Dang you Jerry! Wish I could make it man! Whos boat you all going on?


----------



## BADBOY69 (Oct 3, 2007)

Dalton...hoping for warm weather and calm seas!


----------



## Telum Pisces (Sep 27, 2007)

I am freezing my ass off up here in Norfolk, VA this week. It's supposed to freakin snow here in a few hours:banghead:banghead.

Hope you guys get out and have a good day.


----------



## Sailor612 (Oct 3, 2007)

Dang Jerry! I got a different school schedule this semester so I wouldn't miss out on ALL the dives...and what do you do?!!....go and schedule dives on the days my new schedule is full!!!!!:banghead

Yall have fun...hopefully it'll be warmerthursday than its supposed to be tomorrow!


----------



## pm80 (Oct 7, 2007)

I am off for the next 8 days and this is the one day I cannot go. :banghead


----------



## dkdiver (Oct 15, 2007)

Jer,



Looking good so far. If the weather holds we may be able to go a little farther to some of the sites that aren't hit as often. Let's keep our fingers crossed.


----------



## Clay-Doh (Oct 2, 2007)

hmmmmm....so tempted to say screw it..and go.


----------



## Pierce07 (Nov 13, 2007)

> *Clay-Doh (1/21/2009)*hmmmmm....so tempted to say screw it..and go.

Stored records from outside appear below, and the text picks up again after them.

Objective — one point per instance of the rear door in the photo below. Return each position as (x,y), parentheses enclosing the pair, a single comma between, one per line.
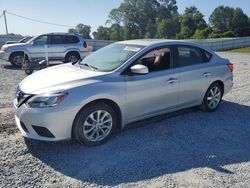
(195,74)
(37,48)
(56,47)
(154,92)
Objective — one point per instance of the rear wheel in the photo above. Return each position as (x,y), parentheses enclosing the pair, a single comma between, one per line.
(16,59)
(212,98)
(95,124)
(72,57)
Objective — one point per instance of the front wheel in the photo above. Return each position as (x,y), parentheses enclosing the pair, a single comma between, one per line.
(95,124)
(72,57)
(16,59)
(212,98)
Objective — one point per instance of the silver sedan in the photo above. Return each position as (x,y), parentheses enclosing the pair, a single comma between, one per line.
(119,84)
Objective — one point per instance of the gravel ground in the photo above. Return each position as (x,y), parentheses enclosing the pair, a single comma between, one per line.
(186,149)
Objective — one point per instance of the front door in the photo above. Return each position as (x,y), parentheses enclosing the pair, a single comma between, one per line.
(155,92)
(195,76)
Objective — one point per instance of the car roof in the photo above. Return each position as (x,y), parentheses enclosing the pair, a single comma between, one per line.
(150,42)
(60,33)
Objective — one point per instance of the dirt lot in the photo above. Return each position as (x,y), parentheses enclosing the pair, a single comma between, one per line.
(187,149)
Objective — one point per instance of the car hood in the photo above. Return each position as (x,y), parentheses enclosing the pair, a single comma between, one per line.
(15,45)
(57,78)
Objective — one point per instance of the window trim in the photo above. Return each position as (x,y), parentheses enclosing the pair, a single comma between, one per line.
(201,51)
(48,40)
(128,72)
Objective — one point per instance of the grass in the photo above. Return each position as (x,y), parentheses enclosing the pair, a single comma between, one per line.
(241,50)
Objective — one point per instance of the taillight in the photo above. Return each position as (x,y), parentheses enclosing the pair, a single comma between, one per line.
(230,66)
(85,45)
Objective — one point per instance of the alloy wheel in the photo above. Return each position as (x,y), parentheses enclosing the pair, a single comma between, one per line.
(97,125)
(214,97)
(18,60)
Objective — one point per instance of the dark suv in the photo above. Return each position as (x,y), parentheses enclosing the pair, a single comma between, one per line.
(59,46)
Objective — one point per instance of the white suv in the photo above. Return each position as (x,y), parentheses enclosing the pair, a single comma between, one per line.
(60,46)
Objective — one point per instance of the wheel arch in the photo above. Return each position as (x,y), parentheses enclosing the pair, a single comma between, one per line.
(110,102)
(20,51)
(220,83)
(72,51)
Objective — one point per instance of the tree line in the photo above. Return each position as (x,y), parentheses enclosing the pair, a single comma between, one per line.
(160,19)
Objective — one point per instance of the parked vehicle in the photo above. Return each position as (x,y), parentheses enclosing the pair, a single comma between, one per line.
(60,46)
(119,84)
(23,40)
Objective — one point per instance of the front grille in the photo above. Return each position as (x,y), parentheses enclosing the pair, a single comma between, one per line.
(24,127)
(19,94)
(21,97)
(42,131)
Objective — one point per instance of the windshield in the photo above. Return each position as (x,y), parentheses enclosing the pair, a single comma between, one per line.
(110,57)
(32,38)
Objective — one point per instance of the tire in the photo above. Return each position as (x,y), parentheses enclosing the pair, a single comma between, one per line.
(72,57)
(16,59)
(29,71)
(86,130)
(212,98)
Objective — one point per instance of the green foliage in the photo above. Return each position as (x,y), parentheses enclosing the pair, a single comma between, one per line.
(167,28)
(81,29)
(224,19)
(135,19)
(191,20)
(102,33)
(227,34)
(202,33)
(141,18)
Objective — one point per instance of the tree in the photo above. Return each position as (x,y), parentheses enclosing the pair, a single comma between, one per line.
(227,19)
(139,17)
(221,19)
(102,33)
(116,32)
(240,23)
(190,21)
(167,28)
(81,29)
(202,33)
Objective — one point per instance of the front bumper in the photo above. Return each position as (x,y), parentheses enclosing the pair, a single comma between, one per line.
(4,55)
(46,124)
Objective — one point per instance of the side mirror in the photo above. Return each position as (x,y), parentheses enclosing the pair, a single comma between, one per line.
(139,69)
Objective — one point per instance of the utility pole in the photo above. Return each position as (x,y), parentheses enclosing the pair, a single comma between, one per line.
(6,27)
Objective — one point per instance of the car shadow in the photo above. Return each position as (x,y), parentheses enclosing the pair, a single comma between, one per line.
(169,144)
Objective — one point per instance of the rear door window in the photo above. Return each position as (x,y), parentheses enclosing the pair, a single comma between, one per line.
(187,56)
(56,39)
(70,39)
(41,40)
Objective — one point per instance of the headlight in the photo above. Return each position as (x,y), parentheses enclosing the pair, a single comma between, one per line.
(4,48)
(46,100)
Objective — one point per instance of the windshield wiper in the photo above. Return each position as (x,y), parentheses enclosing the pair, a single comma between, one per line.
(90,66)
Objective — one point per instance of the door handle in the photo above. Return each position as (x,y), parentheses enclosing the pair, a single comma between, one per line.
(206,74)
(172,80)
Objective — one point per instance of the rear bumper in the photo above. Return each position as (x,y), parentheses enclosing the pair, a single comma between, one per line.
(84,54)
(4,55)
(228,84)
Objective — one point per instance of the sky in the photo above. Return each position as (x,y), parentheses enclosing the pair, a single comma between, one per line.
(89,12)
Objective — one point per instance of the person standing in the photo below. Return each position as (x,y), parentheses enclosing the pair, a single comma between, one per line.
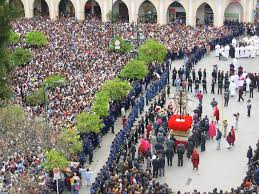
(169,155)
(180,153)
(212,130)
(216,114)
(226,97)
(249,154)
(190,84)
(236,120)
(218,138)
(249,106)
(240,94)
(195,159)
(230,140)
(204,86)
(251,89)
(161,161)
(200,97)
(225,126)
(155,164)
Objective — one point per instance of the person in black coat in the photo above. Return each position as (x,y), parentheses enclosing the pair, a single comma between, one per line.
(249,154)
(161,161)
(155,164)
(169,155)
(203,142)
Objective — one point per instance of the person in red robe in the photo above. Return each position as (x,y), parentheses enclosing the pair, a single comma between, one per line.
(233,133)
(216,113)
(148,130)
(195,159)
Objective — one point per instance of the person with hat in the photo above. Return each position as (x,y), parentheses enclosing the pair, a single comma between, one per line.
(249,106)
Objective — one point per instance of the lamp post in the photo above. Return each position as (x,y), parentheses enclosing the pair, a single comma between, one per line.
(112,21)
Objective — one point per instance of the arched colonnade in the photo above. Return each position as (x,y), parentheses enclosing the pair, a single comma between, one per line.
(191,12)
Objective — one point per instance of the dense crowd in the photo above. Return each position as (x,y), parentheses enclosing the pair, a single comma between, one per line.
(79,52)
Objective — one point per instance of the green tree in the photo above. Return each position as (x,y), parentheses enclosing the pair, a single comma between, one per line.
(14,37)
(37,97)
(54,80)
(21,57)
(88,122)
(116,88)
(69,141)
(134,69)
(124,45)
(7,14)
(36,39)
(55,159)
(151,51)
(11,116)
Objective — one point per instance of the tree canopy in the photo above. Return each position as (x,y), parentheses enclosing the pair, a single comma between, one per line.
(151,51)
(88,122)
(69,141)
(116,88)
(37,97)
(21,57)
(134,69)
(101,104)
(14,37)
(36,39)
(124,45)
(55,159)
(7,14)
(54,80)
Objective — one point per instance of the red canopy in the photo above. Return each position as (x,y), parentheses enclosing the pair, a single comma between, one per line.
(180,124)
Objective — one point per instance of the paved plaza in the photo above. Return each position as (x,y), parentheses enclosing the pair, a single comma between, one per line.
(223,168)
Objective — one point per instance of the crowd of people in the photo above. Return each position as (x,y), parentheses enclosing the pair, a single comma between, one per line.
(79,52)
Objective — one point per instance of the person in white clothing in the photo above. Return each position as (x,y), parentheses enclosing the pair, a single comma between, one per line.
(253,51)
(217,49)
(234,42)
(242,51)
(232,89)
(226,50)
(237,52)
(247,51)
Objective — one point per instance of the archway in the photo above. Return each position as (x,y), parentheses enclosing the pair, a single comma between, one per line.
(40,8)
(92,8)
(66,8)
(204,15)
(18,5)
(176,13)
(147,12)
(234,11)
(120,9)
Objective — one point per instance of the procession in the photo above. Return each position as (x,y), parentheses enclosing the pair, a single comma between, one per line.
(123,107)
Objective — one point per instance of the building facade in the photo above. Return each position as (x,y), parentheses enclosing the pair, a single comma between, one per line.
(191,12)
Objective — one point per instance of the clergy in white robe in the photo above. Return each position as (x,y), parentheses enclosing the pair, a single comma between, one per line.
(242,51)
(235,63)
(237,52)
(232,88)
(226,50)
(247,51)
(234,42)
(217,49)
(248,81)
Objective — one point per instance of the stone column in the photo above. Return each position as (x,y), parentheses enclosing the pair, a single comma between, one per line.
(190,14)
(219,14)
(28,8)
(161,13)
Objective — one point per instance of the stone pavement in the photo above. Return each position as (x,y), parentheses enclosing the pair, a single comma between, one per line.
(222,169)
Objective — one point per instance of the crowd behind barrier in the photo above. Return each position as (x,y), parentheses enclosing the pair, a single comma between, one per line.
(76,51)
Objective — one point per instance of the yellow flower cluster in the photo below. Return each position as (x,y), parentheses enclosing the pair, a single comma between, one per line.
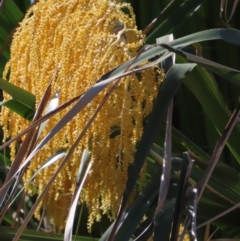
(82,39)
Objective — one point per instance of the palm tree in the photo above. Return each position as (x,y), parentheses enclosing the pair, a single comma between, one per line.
(197,125)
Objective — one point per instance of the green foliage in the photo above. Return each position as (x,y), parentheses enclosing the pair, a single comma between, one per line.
(205,97)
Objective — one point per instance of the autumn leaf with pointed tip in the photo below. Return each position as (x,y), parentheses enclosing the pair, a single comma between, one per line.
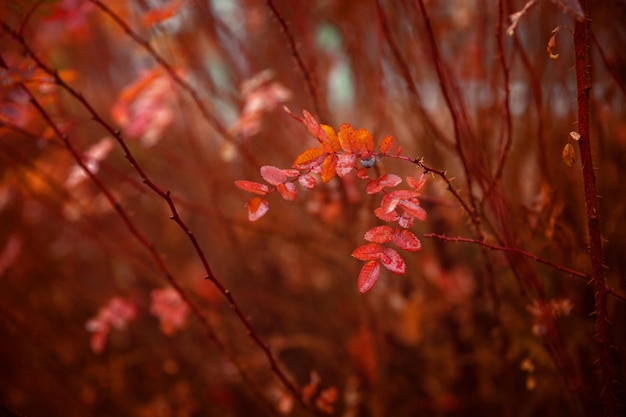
(257,208)
(393,261)
(368,276)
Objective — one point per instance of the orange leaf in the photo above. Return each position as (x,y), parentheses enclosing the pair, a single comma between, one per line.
(406,240)
(328,168)
(386,144)
(311,124)
(362,141)
(256,208)
(333,140)
(368,276)
(288,191)
(308,158)
(393,261)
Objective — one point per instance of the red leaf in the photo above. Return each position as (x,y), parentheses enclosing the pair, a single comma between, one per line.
(307,181)
(368,252)
(416,184)
(309,158)
(389,203)
(385,180)
(257,208)
(368,276)
(311,124)
(291,172)
(252,187)
(406,221)
(329,168)
(345,163)
(389,180)
(384,216)
(273,175)
(288,191)
(170,309)
(393,261)
(386,145)
(379,234)
(362,141)
(413,209)
(345,137)
(330,144)
(406,240)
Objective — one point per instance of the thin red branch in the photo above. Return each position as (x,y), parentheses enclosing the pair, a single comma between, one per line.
(408,79)
(165,195)
(582,41)
(306,74)
(143,240)
(613,291)
(206,114)
(507,93)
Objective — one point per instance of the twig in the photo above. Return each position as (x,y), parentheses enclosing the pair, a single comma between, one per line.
(210,118)
(507,93)
(308,79)
(165,195)
(408,79)
(613,291)
(582,40)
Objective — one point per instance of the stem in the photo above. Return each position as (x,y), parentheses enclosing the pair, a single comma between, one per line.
(582,38)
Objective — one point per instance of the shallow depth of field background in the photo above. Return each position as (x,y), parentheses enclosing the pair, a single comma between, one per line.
(456,336)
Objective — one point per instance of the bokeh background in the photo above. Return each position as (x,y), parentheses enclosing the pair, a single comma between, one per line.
(89,324)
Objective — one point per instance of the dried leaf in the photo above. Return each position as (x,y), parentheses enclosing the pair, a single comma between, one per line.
(386,144)
(385,180)
(368,276)
(273,175)
(515,17)
(572,8)
(569,156)
(574,135)
(551,46)
(406,240)
(384,216)
(252,187)
(379,234)
(368,252)
(393,261)
(256,208)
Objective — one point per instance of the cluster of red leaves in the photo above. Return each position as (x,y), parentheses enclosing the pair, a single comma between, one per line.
(116,314)
(339,152)
(169,308)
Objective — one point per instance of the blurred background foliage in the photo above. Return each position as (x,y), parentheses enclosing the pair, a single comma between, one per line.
(457,335)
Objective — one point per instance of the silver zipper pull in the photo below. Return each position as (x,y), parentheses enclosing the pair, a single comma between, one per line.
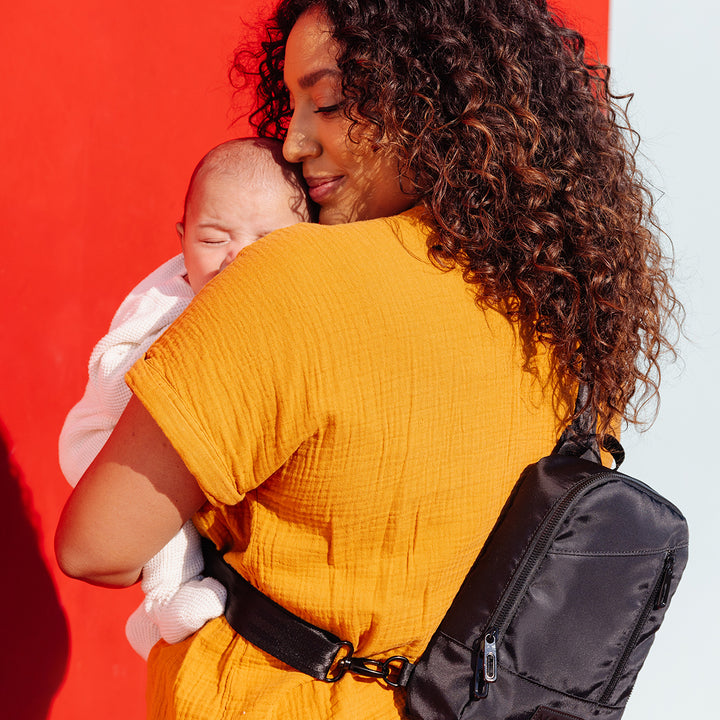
(490,656)
(485,664)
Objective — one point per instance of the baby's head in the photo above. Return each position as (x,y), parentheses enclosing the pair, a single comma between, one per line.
(239,192)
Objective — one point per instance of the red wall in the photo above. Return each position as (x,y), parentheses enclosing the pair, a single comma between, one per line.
(106,107)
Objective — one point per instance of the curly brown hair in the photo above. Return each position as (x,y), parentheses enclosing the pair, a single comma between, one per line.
(526,162)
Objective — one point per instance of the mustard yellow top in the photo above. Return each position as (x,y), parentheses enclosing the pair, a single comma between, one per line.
(356,422)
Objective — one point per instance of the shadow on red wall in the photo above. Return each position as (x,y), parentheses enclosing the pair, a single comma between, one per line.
(35,640)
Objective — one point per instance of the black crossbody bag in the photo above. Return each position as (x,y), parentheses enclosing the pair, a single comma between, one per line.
(554,619)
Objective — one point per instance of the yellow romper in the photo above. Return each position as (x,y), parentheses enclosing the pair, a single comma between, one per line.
(356,422)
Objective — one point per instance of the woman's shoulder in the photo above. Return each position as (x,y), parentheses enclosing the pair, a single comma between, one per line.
(303,237)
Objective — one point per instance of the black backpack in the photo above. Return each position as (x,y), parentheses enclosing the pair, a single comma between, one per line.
(553,621)
(558,613)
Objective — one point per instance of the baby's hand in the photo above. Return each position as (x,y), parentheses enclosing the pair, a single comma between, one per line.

DO IT!!!! It's gonna be like 1-2 out that day. And grouper season is almost closed!!


----------



## BADBOY69 (Oct 3, 2007)

Come on!!! Let's get out with Dalton Thursday...Paul's right, we need to shoot some fish while we can!


----------



## BADBOY69 (Oct 3, 2007)

Trip cancelled...Sorry! Will try and reschedule...


----------



## dkdiver (Oct 15, 2007)

Jer, I will talk to you today. Looks like we may be able to get the students in on Sunday after the front goes through.


----------



## Telum Pisces (Sep 27, 2007)

Man it looks like it was a great day down there. Why couldn't you guys get out.

*TODAY*
SOUTHWEST WINDS 5 TO 10 KNOTS EARLY BECOMING SOUTH AROUND 
10 KNOTS IN AFTERNOON. SEAS 1 FOOT. BAYS AND COASTAL WATERWAYS A 
LIGHT CHOP.


----------



## dkdiver (Oct 15, 2007)

Unfortunately everyone had to work. We are putting together something for Sunday though. More to follow.


----------



## craasch210 (Oct 4, 2007)

I will go on sunday if there is room.

Spearfishing right?

Chris


----------



## Sailor612 (Oct 3, 2007)

Any update on the make-up dive sunday?


----------